Buckley envisages a world, soon, where AI will automatically switch on the charging to your EV and you’ll be paid to draw down power from the grid.
There is enormous interest in this space, Buckley says. A recent seminar on vehicle to grid charging hosted by Arena attracted about 200 eager Australian executives “all listening in and asking a million questions about it”.
“And of course China is already rolled out. They said that they expect to have their whole national grid vehicle to grid charging ready by the end of next year.”
Backing this potential is technology.
That’s where companies such as Octopus Energy, a UK energy tech company, part owned by Origin Energy, is leading and about 10 years ahead of the competition, Buckley says. (One breakthrough proposal from this company is zonal pricing to give communities near renewable energy facilities cheaper prices).
China leads in so many ways
Buckley’s reports on China sounded like a return visit from a sci-fi set. Enormous factories pumping out solar panels, inverters and batteries for solar energy and electric vehicles, powered by robots, not a human in sight other than a supervisor to make sure quality was top notch,
Robots everywhere. They even supplied room service at the hotel, ringing the doorbell, via a scan mechanism, offering food kept nicely warm or cold behind their little screens. So, no, they weren’t shaped like humans…yet.
Buckley and the team travelled at enormous speeds of up to 350 km an hour on trains from one part of the country to the other.
By the end of the trip Buckley was a convert to the power of collaboration and the benefits it could deliver to Australia.
“It was great to see it firsthand, but it really just reinforced to me, that Australia is never going to be able to compete on our own against the Chinese, the robotics, the artificial intelligence, the scale of their manufacturing, their phenomenal investments in research and development, all of that says we’ll never catch them.”
A Future Made in Australia can be a partnership
“Unlike America, we don’t have to catch them. We can partner with them.
“So I am absolutely in favor of the Future Made in Australia [policy]. I think it’s brilliant that we finally have a prime minister who’s actually showing a vision. It doesn’t fit with traditional economics. I accept that it is all about saying the world’s changed.

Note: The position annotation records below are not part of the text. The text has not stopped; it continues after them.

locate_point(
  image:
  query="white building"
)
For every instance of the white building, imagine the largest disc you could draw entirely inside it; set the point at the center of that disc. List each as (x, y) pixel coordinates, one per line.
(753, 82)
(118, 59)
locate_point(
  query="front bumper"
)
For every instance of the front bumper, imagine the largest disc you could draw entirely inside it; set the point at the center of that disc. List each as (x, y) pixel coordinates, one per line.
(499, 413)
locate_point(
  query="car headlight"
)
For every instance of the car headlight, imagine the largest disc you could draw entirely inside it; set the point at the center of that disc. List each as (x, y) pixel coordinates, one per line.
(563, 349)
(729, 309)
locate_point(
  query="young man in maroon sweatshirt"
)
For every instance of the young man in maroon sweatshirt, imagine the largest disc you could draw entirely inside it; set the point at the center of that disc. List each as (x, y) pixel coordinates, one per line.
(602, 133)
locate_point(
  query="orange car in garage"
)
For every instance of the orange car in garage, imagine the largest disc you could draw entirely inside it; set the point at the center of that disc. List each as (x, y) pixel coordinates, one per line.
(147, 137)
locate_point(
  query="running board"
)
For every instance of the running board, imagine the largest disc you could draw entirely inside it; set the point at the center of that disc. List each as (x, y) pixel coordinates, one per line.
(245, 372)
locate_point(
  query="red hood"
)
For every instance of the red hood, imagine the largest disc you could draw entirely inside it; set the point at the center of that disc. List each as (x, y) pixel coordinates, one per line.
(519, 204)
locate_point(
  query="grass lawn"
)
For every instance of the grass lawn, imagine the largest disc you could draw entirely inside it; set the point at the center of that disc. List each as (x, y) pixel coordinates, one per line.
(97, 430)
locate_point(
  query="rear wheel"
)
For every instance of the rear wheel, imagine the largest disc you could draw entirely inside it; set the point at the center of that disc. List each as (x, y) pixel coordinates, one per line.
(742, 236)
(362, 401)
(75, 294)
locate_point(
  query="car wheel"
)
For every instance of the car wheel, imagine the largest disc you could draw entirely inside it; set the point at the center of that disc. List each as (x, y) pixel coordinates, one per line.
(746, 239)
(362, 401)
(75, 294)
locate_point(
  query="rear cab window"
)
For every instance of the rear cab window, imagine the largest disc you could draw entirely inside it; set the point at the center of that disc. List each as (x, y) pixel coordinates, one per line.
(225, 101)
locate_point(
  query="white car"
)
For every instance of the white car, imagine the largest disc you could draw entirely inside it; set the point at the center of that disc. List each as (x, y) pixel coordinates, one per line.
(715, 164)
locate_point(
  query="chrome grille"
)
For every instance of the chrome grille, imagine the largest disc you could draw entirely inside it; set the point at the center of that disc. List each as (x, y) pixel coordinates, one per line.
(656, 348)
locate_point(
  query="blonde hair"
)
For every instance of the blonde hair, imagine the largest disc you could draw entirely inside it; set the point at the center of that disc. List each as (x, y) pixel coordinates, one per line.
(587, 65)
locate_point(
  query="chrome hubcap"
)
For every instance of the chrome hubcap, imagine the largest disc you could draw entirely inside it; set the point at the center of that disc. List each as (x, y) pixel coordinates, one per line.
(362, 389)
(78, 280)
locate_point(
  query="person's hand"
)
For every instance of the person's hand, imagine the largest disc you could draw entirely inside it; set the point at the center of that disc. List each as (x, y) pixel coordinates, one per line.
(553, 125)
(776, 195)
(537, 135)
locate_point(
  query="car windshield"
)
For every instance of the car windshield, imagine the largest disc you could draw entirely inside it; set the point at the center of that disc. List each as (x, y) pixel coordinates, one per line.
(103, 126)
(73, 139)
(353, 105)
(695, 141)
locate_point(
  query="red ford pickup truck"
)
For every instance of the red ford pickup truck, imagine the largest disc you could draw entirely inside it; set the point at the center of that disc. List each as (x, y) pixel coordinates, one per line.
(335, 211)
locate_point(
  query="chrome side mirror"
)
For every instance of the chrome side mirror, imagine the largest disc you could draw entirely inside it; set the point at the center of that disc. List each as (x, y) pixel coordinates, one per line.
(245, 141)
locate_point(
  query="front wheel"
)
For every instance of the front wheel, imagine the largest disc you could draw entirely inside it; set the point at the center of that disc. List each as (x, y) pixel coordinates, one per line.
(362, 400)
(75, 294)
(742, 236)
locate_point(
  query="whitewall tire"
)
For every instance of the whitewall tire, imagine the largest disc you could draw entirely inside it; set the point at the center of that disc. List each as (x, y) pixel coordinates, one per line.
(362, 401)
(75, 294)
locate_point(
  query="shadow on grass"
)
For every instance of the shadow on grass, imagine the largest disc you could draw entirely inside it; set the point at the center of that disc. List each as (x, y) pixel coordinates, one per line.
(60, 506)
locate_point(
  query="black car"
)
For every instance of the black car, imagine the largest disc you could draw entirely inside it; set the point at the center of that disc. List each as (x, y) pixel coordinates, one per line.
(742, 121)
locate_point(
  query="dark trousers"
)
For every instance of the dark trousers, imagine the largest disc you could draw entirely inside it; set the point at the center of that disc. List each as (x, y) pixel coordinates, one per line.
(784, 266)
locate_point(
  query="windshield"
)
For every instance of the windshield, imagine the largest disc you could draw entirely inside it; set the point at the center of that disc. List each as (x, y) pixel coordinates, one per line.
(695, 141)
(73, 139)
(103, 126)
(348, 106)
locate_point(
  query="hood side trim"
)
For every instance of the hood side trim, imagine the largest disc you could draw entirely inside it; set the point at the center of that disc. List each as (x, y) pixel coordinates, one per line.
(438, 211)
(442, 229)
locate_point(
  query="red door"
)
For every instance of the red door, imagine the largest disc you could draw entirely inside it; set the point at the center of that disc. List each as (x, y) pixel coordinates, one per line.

“The global geopolitics have changed phenomenally. The global landscape for energy and technology is totally, fundamentally changing at an unbelievable rate of knots.”
We need to understand the strategic play under way.
According to Buckley we need to see the global picture in order to find Australia’s place in it. China is diversifying globally.
Its BYD car producer plans a $US 1 billion EV factory in Turkey that will employ 5000 Turkish workers, alongside an R&D facility. And there are other Chinese factories set to appear in Hungary, Morocco, Uzbekistan, Vietnam, Indonesia and Thailand, Peru, Chile, Mexico and Brazil.
“They’re building electric vehicle battery factories, wind turbine factories and solar module factories in Saudi Arabia,” Buckley says.
But as China plays a long term strategic game so too must Australia.
We are not a small time nor insignificant
Buckley says it’s true we’ve de-manufactured our industry and it’s the reason the Future Made in Australia is important.
But beware the false narrative that Australia is just a bit player on the world stage.
Absolutely not true, he says. “The idea that we’re a small market is a false narrative,” he says.
“Australia is the number one exporter of iron ore in the world. Half the world’s iron ore comes from Australia. Half the world’s lithium comes from Australia. Half the world’s coking coal comes from Australia.
“And so this crap that Australia is a small country, and we play by everyone else’s rules, and we’re too small to matter, is a false narrative when it comes to the export sector. We are a world leader. We’re not actually just a player. We are the number one player in the world by a country mile”
And our number one trade partner is China.
“So we’ve got a lot of things that China wants.”
The future it seems is in our green energy and green tech hands.